Personal information
- Full name: Joseph George Harris Wright Jr.
- Born: March 28, 1906 Toronto, Ontario, Canada
- Died: June 7, 1981 (aged 75) Toronto, Ontario, Canada
- Relatives: Joseph Wright Sr. (father)

Sport
- Sport: Rowing
- Club: Argonaut Rowing Club, Toronto

Medal record
Representing Canada
Olympic Games
| Silver medal – second place | 1928 Amsterdam | Double sculls |

= Joseph Wright Jr. (rower) =

Canadian rower

Joseph George Harris Wright Jr. (March 28, 1906 – June 7, 1981) was a Canadian rower who competed in the 1928 Summer Olympics and in the 1932 Summer Olympics.

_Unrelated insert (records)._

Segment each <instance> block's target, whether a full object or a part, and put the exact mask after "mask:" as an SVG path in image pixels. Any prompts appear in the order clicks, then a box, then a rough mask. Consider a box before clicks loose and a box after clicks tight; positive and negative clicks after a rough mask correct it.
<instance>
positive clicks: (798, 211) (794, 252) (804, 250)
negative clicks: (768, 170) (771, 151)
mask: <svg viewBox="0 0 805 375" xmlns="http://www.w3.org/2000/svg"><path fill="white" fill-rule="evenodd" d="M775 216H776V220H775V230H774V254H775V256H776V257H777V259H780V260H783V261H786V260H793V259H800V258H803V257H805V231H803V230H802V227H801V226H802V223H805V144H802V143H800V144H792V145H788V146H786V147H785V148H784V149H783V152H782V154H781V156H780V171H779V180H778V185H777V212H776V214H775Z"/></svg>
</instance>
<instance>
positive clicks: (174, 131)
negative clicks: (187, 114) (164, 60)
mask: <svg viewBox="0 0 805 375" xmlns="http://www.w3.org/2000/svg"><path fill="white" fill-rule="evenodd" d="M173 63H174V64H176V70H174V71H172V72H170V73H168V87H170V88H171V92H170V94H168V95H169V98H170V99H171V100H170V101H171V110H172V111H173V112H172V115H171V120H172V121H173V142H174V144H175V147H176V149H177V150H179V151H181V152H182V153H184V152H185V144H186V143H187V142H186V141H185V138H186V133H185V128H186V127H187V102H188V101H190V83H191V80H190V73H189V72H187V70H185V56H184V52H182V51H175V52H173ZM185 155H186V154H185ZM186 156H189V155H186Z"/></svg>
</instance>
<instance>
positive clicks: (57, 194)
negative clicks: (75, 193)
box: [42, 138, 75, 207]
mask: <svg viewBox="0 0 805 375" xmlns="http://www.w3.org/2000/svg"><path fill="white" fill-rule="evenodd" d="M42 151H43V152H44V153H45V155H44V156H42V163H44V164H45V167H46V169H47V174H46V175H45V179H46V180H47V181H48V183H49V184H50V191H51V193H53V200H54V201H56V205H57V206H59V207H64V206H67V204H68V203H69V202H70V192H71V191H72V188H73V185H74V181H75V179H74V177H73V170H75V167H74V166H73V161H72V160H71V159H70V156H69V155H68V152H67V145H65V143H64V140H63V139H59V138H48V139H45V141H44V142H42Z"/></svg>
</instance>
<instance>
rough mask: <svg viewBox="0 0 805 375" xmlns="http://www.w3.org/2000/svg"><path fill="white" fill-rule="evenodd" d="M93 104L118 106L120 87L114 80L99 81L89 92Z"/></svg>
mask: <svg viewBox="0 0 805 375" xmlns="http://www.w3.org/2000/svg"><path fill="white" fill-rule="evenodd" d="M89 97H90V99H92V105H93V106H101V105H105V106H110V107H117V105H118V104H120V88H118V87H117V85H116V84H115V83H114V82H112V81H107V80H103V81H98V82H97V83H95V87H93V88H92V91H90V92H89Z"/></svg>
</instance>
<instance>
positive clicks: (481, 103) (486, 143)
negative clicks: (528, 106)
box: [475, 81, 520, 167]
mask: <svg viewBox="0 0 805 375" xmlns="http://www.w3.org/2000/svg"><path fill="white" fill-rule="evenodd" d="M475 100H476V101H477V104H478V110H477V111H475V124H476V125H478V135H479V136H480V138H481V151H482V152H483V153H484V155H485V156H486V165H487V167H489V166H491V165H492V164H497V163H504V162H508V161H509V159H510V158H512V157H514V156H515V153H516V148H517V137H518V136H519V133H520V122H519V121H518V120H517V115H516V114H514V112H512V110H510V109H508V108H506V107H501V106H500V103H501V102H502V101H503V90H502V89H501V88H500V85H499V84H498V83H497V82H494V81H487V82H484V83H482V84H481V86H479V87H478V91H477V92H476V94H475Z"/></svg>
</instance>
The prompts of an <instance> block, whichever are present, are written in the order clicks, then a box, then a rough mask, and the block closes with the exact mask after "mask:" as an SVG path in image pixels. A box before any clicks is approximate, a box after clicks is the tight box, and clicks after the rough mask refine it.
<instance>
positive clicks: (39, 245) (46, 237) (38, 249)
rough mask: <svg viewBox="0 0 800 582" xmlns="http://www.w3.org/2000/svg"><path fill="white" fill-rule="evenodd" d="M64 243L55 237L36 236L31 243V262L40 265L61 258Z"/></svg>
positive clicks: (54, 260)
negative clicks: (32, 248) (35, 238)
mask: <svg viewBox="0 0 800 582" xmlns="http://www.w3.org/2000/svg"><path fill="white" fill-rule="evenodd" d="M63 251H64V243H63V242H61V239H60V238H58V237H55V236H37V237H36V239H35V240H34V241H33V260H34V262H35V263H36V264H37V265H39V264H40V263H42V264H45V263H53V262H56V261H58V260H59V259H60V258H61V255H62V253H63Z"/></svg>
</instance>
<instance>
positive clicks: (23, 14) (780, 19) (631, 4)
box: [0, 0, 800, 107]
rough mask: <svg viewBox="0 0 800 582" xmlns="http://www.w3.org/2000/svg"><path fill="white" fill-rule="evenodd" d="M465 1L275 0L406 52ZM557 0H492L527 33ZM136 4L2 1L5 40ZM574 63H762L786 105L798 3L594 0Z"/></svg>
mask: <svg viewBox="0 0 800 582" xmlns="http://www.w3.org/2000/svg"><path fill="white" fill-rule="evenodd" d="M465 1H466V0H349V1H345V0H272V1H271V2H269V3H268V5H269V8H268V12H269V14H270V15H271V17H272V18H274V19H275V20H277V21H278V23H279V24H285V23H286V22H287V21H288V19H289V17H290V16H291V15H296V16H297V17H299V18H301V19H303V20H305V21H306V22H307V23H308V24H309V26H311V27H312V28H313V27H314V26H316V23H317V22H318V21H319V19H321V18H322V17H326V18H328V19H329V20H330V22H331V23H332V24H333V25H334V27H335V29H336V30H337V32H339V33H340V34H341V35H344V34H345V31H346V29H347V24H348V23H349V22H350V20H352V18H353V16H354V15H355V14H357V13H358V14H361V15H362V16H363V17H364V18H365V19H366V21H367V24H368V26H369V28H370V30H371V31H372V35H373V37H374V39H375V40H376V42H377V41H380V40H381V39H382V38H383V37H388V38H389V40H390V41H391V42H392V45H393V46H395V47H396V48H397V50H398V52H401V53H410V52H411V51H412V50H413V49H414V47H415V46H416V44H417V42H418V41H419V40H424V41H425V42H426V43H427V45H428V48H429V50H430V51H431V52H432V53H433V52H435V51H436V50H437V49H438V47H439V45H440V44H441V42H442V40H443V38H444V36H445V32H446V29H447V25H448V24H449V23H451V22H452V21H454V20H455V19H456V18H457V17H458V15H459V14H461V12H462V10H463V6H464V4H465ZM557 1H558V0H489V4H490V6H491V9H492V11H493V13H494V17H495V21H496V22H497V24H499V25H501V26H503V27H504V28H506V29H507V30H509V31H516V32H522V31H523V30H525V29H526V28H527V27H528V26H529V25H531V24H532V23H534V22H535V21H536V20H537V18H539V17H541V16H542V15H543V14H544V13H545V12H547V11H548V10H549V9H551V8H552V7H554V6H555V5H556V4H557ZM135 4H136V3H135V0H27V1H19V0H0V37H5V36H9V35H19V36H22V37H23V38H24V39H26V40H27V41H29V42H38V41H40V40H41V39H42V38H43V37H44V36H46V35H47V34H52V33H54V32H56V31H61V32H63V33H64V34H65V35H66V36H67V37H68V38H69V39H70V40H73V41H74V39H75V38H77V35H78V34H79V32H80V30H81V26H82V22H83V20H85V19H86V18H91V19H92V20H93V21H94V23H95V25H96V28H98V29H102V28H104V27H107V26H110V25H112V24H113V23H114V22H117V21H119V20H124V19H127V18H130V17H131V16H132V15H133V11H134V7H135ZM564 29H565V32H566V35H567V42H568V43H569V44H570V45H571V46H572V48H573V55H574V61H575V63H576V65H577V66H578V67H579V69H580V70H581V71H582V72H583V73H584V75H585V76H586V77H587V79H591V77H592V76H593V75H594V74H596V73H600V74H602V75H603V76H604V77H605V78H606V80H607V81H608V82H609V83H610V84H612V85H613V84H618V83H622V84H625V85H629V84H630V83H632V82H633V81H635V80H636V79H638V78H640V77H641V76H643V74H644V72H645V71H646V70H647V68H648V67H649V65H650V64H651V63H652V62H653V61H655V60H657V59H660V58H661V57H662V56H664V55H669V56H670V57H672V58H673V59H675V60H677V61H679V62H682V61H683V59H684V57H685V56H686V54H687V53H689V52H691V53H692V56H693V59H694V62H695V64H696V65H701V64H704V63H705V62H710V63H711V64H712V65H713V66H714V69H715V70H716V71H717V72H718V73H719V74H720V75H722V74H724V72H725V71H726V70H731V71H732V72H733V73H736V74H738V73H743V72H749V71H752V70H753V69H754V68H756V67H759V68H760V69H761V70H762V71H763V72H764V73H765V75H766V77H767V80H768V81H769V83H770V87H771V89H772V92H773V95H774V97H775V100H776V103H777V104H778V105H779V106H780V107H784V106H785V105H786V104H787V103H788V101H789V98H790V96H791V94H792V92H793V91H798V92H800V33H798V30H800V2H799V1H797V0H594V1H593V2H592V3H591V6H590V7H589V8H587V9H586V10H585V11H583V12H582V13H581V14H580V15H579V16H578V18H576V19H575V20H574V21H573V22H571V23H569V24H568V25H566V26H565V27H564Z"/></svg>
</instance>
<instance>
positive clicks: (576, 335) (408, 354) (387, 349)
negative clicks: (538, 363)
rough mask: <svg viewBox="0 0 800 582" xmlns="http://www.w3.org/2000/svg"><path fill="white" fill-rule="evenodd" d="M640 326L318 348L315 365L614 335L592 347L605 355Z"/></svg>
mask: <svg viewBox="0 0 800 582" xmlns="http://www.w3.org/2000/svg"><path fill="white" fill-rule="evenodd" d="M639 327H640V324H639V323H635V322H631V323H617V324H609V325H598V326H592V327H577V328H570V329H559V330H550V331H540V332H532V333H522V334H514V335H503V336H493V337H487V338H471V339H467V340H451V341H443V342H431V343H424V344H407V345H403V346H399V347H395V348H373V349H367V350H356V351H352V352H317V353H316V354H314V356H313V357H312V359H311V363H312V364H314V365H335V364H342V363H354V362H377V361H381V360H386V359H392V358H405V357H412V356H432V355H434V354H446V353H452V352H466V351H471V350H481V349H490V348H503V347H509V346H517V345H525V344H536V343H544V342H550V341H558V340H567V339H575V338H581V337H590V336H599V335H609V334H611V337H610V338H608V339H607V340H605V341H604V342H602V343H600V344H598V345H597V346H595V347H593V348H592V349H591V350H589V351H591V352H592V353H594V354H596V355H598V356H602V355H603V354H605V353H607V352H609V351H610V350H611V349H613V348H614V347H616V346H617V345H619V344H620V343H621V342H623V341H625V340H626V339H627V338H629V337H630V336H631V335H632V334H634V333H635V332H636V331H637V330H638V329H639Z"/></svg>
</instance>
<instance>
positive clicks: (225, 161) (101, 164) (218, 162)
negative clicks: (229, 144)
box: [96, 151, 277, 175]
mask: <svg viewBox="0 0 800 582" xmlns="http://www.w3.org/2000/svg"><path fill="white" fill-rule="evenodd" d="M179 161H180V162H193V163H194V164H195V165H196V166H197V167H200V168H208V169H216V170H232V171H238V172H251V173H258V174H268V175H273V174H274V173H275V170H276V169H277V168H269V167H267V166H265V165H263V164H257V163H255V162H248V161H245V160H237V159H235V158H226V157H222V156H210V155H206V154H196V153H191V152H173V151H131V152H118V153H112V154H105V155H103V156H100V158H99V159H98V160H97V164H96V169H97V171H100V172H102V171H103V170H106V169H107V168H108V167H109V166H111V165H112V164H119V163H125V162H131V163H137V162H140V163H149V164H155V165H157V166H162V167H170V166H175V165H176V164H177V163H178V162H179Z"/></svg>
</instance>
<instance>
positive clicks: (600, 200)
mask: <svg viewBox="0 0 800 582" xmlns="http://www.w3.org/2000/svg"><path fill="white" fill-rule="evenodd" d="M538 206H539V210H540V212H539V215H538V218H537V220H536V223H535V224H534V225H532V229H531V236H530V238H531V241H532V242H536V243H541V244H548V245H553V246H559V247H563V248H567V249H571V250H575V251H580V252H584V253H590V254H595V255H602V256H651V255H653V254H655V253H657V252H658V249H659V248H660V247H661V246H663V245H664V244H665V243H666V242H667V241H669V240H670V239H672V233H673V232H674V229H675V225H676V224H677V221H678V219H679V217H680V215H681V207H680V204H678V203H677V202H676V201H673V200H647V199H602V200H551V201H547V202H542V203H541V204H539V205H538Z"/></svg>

He was inducted into Canada's Sports Hall of Fame in 1955. Joe Wright Jr,. and his father, Joe Wright Sr., are among the most decorated and celebrated members of the Argonaut Rowing Club all time.

In 1928 he became Canadian (CAAO) and US (NAAO) single sculls champion and only the second Canadian to win the coveted Diamond Challenge Sculls at the Annual Henley Royal Regatta. He won the Olympic silver medal with his partner Jack Guest in the double sculls competition. He also competed in the single sculls event and finished fifth after being eliminated in the quarter-finals.

Four years later he was the only rower who did not reach the final in the single sculls competition. His athletic career included playing football for the Toronto Argonauts football club (founded in 1873 by the Argonaut Rowing Club), he played centre (snap) from 1924 to 1936 and won the Grey Cup in 1933.

He was coached by his father Joseph Wright Sr., who won a silver medal at the 1904 Summer Olympics as a member of a Canadian eights crew.